Les nouveaux engagés

Je n'ai pas lu Marx, je n'ai jamais foutu les pieds dans une manif, je n'appartiens à aucun parti politique, je ne suis pas syndiqué, je ne suis même pas un sympathisant fixe, ... Cela ne m'empêche pas d'avoir un certain niveau de conscience politique, acquis notamment sur le net.

Je suis allé voir Bernard Friot il y a deux semaines, j'ai déjà parlé de cet homme ici, cet économiste aborde les choses d'une manière qui permet de faciliter les prises de conscience. Mais son discours se heurte, on dirait, à une barrière idéologique liée au parti dont il est membre : le PCF. Ainsi voit-il tout sous l'angle de la lutte des classes, et n'imagine-t-il jamais les choses autrement que par un rapport de force électoral ou syndical.
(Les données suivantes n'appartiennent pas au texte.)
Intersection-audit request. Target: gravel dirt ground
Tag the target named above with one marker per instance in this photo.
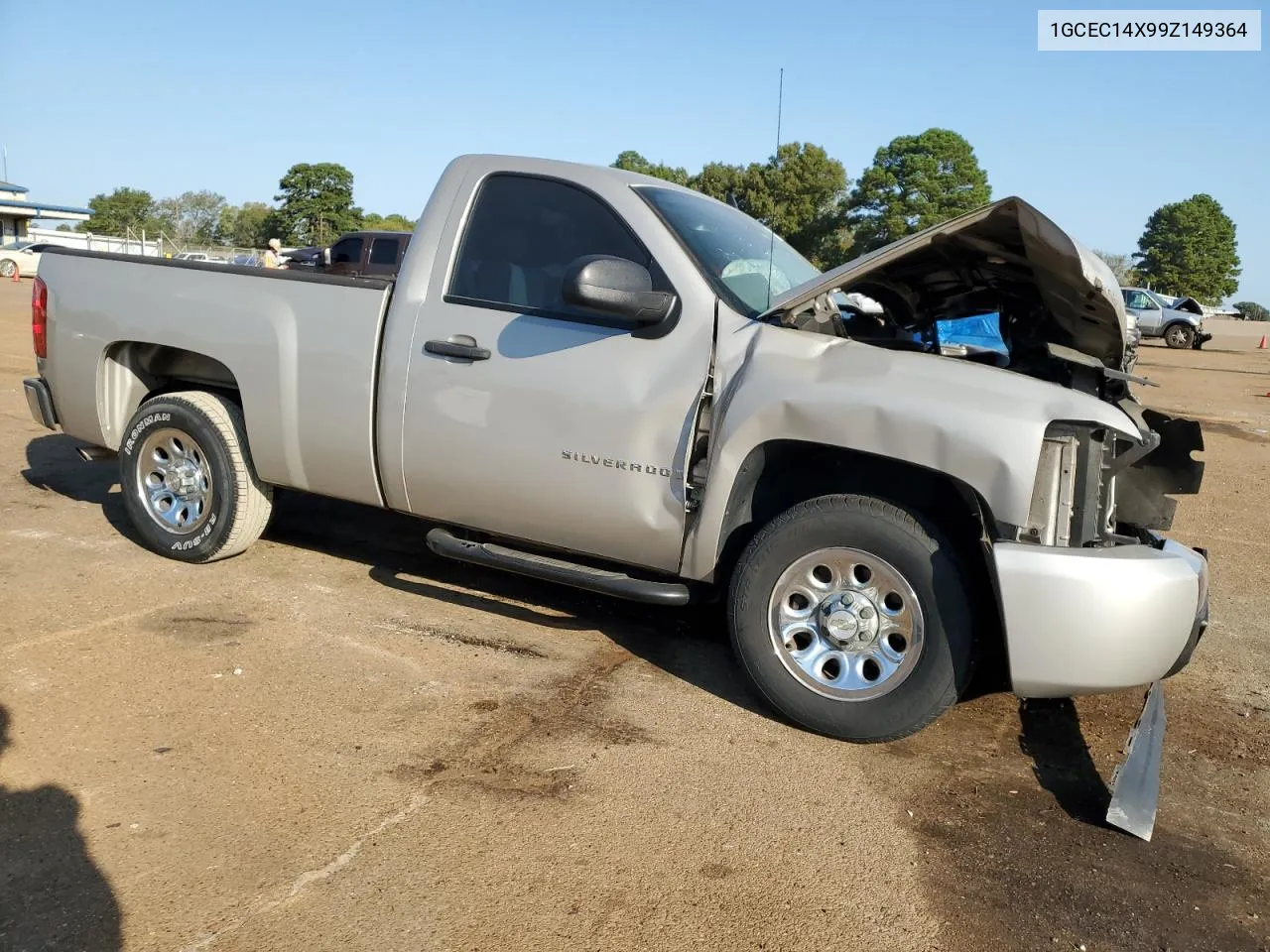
(338, 742)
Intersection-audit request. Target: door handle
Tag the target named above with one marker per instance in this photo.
(452, 348)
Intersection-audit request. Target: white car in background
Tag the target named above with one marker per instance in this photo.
(21, 258)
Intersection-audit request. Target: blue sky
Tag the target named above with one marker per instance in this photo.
(172, 96)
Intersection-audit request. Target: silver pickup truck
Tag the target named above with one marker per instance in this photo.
(607, 381)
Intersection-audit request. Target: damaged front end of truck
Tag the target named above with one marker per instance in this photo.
(1102, 493)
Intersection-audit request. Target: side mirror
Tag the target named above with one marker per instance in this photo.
(617, 289)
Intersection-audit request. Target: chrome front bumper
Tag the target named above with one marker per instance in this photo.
(40, 402)
(1084, 621)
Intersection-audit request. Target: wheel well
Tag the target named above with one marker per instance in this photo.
(780, 474)
(132, 372)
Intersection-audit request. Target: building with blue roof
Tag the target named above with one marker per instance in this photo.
(17, 212)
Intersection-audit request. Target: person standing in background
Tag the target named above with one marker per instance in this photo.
(273, 254)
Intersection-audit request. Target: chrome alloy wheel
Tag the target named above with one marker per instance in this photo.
(175, 481)
(846, 624)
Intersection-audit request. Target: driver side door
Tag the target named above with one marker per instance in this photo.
(530, 419)
(1146, 309)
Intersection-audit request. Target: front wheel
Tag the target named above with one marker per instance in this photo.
(1179, 336)
(189, 481)
(852, 620)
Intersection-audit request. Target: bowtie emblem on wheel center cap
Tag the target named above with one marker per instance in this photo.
(848, 624)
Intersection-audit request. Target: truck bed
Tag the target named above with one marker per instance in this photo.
(302, 348)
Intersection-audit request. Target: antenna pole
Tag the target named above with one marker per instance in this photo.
(771, 248)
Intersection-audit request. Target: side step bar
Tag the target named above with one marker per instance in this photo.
(91, 454)
(579, 576)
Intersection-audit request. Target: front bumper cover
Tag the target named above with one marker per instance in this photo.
(1084, 621)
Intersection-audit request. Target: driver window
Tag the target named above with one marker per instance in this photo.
(1141, 301)
(524, 232)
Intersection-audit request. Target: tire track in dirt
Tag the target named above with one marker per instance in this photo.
(488, 758)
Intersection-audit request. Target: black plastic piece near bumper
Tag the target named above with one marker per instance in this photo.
(579, 576)
(40, 402)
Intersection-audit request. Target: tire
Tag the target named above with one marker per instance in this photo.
(189, 481)
(906, 560)
(1179, 336)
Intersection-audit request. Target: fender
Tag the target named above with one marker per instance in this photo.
(978, 424)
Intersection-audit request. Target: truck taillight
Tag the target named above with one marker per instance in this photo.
(40, 317)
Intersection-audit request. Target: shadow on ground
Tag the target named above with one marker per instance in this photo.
(54, 466)
(51, 892)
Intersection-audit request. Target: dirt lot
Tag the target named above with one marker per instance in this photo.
(336, 742)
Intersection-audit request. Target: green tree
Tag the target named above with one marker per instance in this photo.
(1189, 249)
(915, 181)
(244, 226)
(190, 217)
(1252, 311)
(799, 193)
(317, 203)
(1120, 266)
(388, 222)
(119, 211)
(631, 160)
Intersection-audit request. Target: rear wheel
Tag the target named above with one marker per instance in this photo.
(189, 481)
(1179, 336)
(852, 620)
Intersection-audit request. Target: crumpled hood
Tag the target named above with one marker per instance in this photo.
(1006, 255)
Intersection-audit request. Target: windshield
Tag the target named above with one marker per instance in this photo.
(734, 253)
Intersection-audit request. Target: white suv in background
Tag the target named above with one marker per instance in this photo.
(21, 258)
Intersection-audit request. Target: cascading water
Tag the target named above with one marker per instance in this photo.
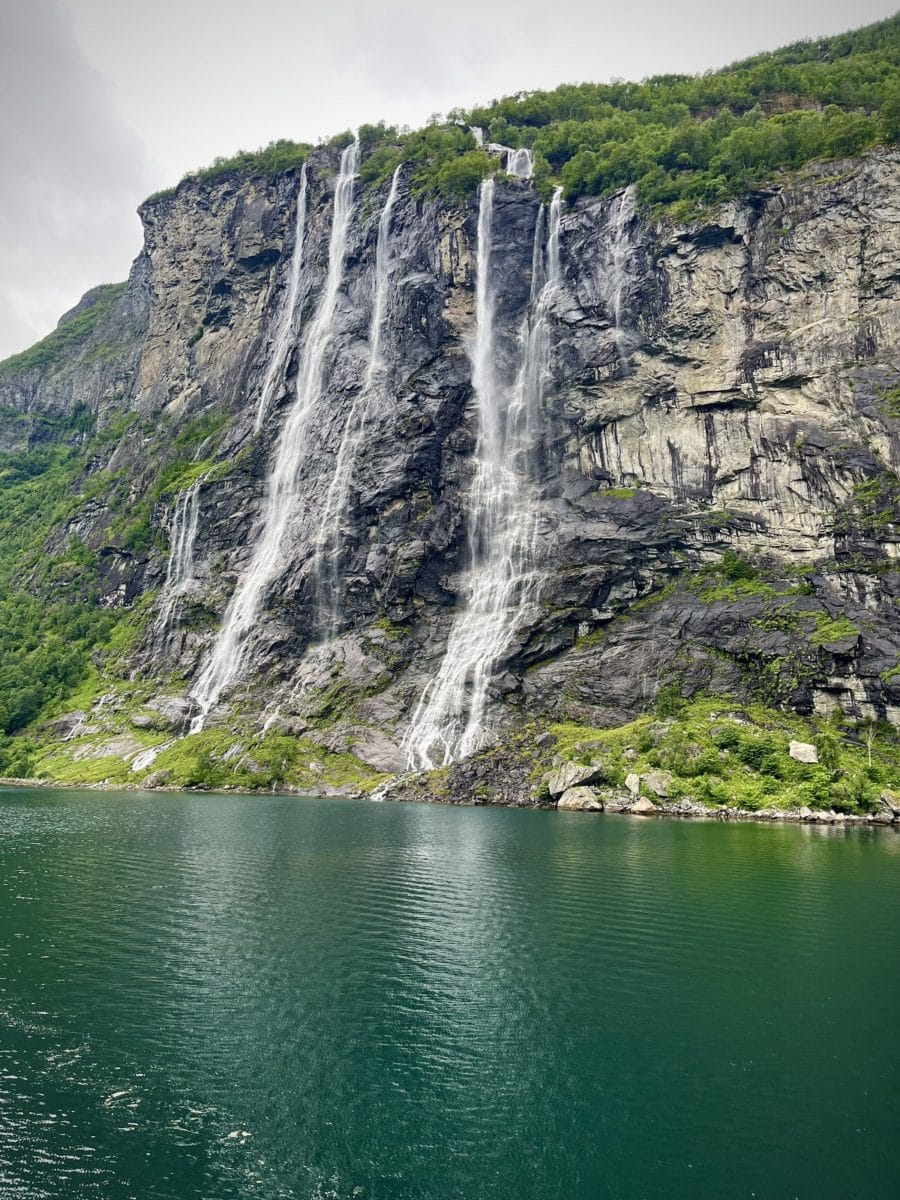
(227, 659)
(179, 573)
(619, 262)
(328, 551)
(515, 162)
(286, 322)
(503, 577)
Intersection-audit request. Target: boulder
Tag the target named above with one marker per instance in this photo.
(579, 799)
(156, 779)
(66, 726)
(571, 774)
(642, 807)
(659, 783)
(803, 751)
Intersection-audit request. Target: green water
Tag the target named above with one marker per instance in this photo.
(229, 996)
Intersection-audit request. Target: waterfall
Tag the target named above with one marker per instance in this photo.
(515, 162)
(226, 660)
(328, 551)
(619, 262)
(503, 577)
(179, 573)
(286, 322)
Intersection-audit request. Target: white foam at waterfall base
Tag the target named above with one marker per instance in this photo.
(503, 507)
(227, 658)
(286, 321)
(328, 551)
(515, 162)
(179, 571)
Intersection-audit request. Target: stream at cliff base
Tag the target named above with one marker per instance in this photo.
(222, 996)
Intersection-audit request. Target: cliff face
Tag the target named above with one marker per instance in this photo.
(721, 394)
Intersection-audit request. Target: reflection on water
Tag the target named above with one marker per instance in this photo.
(229, 996)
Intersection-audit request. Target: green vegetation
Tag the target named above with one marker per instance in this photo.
(828, 630)
(268, 161)
(684, 142)
(721, 754)
(71, 331)
(690, 141)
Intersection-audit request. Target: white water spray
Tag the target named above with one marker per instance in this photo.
(503, 577)
(179, 573)
(286, 322)
(227, 658)
(515, 162)
(619, 267)
(327, 568)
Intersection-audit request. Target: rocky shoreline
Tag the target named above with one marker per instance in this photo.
(574, 799)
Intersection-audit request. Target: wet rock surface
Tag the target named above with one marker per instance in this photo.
(738, 408)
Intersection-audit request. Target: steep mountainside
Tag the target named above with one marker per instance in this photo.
(258, 489)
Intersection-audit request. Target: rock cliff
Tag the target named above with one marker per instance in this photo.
(720, 436)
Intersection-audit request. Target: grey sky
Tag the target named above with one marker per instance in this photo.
(105, 101)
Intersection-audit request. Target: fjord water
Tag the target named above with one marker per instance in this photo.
(231, 996)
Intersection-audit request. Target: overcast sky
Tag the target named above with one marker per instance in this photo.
(105, 101)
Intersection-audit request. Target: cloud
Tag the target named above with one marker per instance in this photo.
(73, 174)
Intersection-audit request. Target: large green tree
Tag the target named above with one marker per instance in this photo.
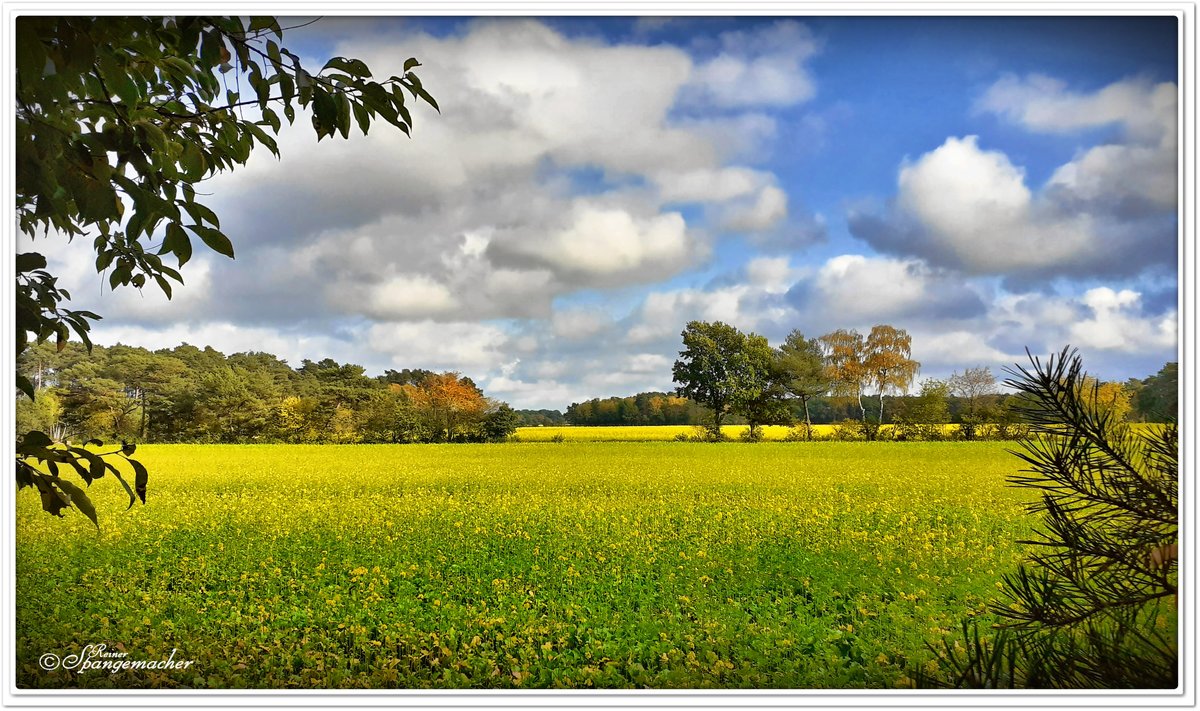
(715, 369)
(803, 372)
(763, 401)
(118, 120)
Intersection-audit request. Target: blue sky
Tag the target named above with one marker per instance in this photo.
(592, 184)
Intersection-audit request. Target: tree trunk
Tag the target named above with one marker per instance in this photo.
(808, 420)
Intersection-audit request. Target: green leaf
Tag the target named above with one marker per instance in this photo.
(30, 54)
(78, 499)
(261, 23)
(363, 117)
(178, 243)
(53, 500)
(124, 483)
(192, 162)
(262, 136)
(216, 240)
(355, 67)
(24, 386)
(343, 115)
(324, 111)
(118, 81)
(139, 478)
(34, 441)
(271, 119)
(202, 214)
(30, 261)
(273, 53)
(95, 462)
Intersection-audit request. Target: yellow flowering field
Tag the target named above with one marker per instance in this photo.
(627, 565)
(664, 432)
(646, 432)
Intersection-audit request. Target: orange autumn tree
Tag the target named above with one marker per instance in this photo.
(844, 352)
(449, 406)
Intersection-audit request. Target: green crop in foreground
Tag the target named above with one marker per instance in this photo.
(591, 565)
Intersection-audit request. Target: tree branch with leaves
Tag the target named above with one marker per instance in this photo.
(118, 120)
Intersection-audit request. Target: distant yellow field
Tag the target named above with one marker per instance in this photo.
(647, 432)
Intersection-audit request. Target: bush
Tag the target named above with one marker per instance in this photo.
(755, 435)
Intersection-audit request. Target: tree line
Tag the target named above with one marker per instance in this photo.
(739, 375)
(191, 394)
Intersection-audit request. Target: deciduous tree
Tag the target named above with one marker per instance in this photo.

Je lisais également récemment Ruffin, son avis sur Chouard, intéressant, mais lui aussi, à un degré moindre que Friot, persuadé qu'il faut faire ses classes avec les syndicats, dans la rue, et connaître ses classiques, notamment "Le Capital". Et puis, pour revenir à Chouard, qu'on ne peut pas "parler à tout le monde", comme si l'on pouvait construire une alternative politique sans être capable de convaincre les partisans de tel ou tel parti de son bien fondé.

Je pense qu'émerge, grâce au web entre autres, une autre forme de contestation et de critique politique. La plupart de ceux que je côtoie sur le web se méfie des partis et des syndicats comme de la peste. Cela complexifie la mobilisation concrète, et on voit que les mouvements anonymous et occupy peinent à déplacer les foules pour leurs actions IRL. Mais la liberté qu'offre cette prise de conscience atypique n'a pas de prix, et permet d'imaginer d'autres moyens d'actions, une contagion virale des idées révolutionnaires à tous les étages de la société. Le cadre sup' qui découvre l'arnaque de la création monétaire, le chef d'entreprise qui se rend compte de la mystification de l'élection ne sont plus des "traîtres à leur classe" (expression que l'on peut lire dans le dernier Fakir, le journal de Ruffin).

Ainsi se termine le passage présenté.